26th Oct 17By John Doe

Developing APIs are getting more and more popular, but still, it’s a bit blurry field for many developers.  We collected some common questions and tried to answer them in one place.

01. What are APIs in general?

Wikipedia provides a helpful and understandable description of APIs in general. But let’s summarize the fancy words. We have an interface where we allow other services to perform CRUD actions.

Of course, some APIs are more complicated, and some just share data and don’t offer any editing action.

02. What does RESTful mean?

Again if you have interested the whole architecture, you should dig a bit deeper. It means an endpoint structure where the different endpoints refer to different actions. Of course, this is not that simple.

We use different HTTP methods to make a difference between the endpoints. Let’s see an example:

# List all the posts
GET   /posts

# Create a post
POST  /posts

# View a post
GET   /posts/{id}

# Update a post
PATCH   /posts/{id}

# Delete a post
DELETE  /posts/{id}

As you know, we use different endpoints for different actions. In Laravel, we can bind the controller methods to the endpoints and perform the proper operation.

03. What is a stateless API?

If you are interested more in the difference between stateful and stateless services, you should read this article. But we try to focus on simplicity so let’s reduce it down.

In stateful services – like a traditional web service – a user has to log in with its email/password combination and the service stores in the session the authenticated user. We store the data in the “state,” and we retrieve the data from it whenever we need.

Stateless services work differently. The session is remote, that means the API service does not handle it. The remote session stores the credentials that we need to attach to the request what we send to the API. The point is, the API does not save any state, it processes credentials sent from a state.

04. How does API authentication work?

Mostly, APIs identifies the user from a token. It can be attached as a query string or as a header parameter. There are two popular token based authentications:

The first is the API token authentication when the user has a unique, previously generated token. If we send the token with the request, the API service authenticates the user behind the scenes. Laravel supports this approach by default.

The other way is to use JSON web tokens. It’s a more complex approach but offers more possibility and security. By default, Laravel does not support JSON web tokens, but there is an excellent package to do that.

Also, you may use Laravel Passport for OAuth2 based API authentication.

05. Why Laravel has a “web” and an “api ” middleware group?
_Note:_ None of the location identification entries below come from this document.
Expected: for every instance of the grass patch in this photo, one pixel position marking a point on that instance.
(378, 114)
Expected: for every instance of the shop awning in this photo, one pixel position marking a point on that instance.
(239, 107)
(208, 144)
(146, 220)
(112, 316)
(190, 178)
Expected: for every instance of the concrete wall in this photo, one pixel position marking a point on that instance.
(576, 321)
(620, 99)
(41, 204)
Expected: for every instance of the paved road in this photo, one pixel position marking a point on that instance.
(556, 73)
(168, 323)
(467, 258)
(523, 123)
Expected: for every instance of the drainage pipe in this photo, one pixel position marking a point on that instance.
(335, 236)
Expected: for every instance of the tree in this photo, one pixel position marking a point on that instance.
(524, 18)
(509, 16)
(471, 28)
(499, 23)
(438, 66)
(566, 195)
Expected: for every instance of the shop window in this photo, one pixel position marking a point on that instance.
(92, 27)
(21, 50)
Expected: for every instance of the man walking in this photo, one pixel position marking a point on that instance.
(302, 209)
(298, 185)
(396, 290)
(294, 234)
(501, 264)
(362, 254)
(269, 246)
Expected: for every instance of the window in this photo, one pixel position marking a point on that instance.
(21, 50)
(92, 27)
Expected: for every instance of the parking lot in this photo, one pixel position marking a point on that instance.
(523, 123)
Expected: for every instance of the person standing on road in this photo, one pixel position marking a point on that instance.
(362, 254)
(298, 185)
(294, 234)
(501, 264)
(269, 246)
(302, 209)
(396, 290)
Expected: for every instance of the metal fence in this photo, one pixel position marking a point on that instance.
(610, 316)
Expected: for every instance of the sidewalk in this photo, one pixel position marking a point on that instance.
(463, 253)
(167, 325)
It’s connected to the stateful – stateless section. The API layer has different needs and options than the web layer. For example:

  • No session: the API middleware does not include session handling,
  • API Rate limiting: the number of requests is limited to the given number,
  • No CSRF token validation: an API authenticates the request by the API token, not by the CSRF token,
  • No Cookie encryption.
If you are using Route-model binding in your API controllers, make sure you added the “bindings” middleware to the API middleware group.